飯田で第5回長野県産直・直売サミット始まる

南信州経済

[ 2010年 3月 16日 火曜日 8時52分 ]

 同サミットは、県レベルで独自の産直・直売ネットワークを創造する意欲的試みとして、県内だけでなく、全国的にも多くの注目を集めるところまで発展してきた。このネットワークを基礎にして、さらに事業の発展による地域振興を目指して、従来のように毎年サミット実行委員会を結成するのではなく、恒常的に事業所間の交流と連携を進めようと、今回のサミットで「長野県産直・直売連絡協議会」を設立した。協賛団体は36団体。ほとんどが県内だが名古屋市、岐阜県土岐市、熊本県菊池市の団体も入っている。飯田下伊那からは11団体が協賛している。

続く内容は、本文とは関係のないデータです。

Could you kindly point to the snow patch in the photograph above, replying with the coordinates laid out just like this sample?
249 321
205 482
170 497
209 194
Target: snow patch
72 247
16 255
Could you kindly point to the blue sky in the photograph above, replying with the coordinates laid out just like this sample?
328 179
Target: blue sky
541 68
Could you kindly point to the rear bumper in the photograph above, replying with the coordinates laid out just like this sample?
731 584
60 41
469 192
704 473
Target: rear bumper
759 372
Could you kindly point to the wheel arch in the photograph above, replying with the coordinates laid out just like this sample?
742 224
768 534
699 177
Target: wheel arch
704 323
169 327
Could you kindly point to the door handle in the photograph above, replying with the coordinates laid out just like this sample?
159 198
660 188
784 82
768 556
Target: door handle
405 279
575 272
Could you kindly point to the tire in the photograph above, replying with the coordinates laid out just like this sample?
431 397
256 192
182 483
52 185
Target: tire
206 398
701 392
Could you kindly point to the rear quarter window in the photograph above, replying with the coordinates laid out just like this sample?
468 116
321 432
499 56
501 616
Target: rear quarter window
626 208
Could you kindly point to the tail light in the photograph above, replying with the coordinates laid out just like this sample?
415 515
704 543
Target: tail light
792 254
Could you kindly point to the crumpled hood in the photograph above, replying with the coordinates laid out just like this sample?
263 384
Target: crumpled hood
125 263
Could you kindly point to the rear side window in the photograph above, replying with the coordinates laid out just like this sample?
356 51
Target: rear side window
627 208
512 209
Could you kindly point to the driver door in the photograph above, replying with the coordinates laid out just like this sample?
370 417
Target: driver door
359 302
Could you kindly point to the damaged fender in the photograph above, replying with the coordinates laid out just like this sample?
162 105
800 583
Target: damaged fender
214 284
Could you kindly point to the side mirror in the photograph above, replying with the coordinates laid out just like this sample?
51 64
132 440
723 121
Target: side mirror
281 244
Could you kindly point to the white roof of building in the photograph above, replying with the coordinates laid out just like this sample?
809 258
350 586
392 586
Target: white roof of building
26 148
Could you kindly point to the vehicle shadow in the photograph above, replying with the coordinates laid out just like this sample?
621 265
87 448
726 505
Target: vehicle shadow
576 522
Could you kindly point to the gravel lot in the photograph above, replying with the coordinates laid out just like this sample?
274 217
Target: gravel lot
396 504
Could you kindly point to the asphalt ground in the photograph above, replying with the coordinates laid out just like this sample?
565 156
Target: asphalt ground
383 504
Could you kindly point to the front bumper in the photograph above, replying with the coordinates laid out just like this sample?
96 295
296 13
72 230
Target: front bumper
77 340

 約500人が参加したオープニングセレモニーで、実行委員長を務めるJAみなみ信州農産物直売所連絡協議会の古木誠事務局長は「協議会の設立をステップにして、交流と協力、連携の輪が広がることを期待する。今回のテーマは、地域の時代―直売所どまんなか。直売所を拠点にした村おこしが各地で展開されている。地域の農産物、伝統野菜が注目され、手づくりの加工品のよさが見直されている。大手の流通機構にのみ込まれないように産直・直売を生かしていく道を一緒に考えていきたい」とあいさつ。

 共催者を代表して、長野県下伊田地方事務所の宮下富雄所長は「県の施策でも農業ビジネスを重点に、農産物を加工・直売により付加価値をつけることを目指している。新年度事業で商工観光とタイアップして販売していく。全国にPRしていく」、飯田市の牧野光朗市長は「古くから東西南北の交通の結節点として発展してきた南信州は直売所発祥の地。それぞれの持ち味を生かしながら、お互いに切磋琢磨していくことが直売所の発展につながる。産直や直売は、農業における自給率の向上と地産地消にかかわってくる。ネギダレのように自分たちが当たり前と思っていた食し方が注目を集めている」とそれぞれ述べた。

 サミットは、第一部で飯田下伊那地域の事例紹介とフリーディスカッション「南信州の直売・手づくり加工は元気だ!」、第二部で“創設者世代”に聞く―直売・加工の課題と行方―をテーマにパネルディスカッションを繰り広げた。会場では、各団体の特産品を並べた直売所も実施。夜はシルクホテルで交流会を開いた。16日は地元直売所加工施設などを視察する。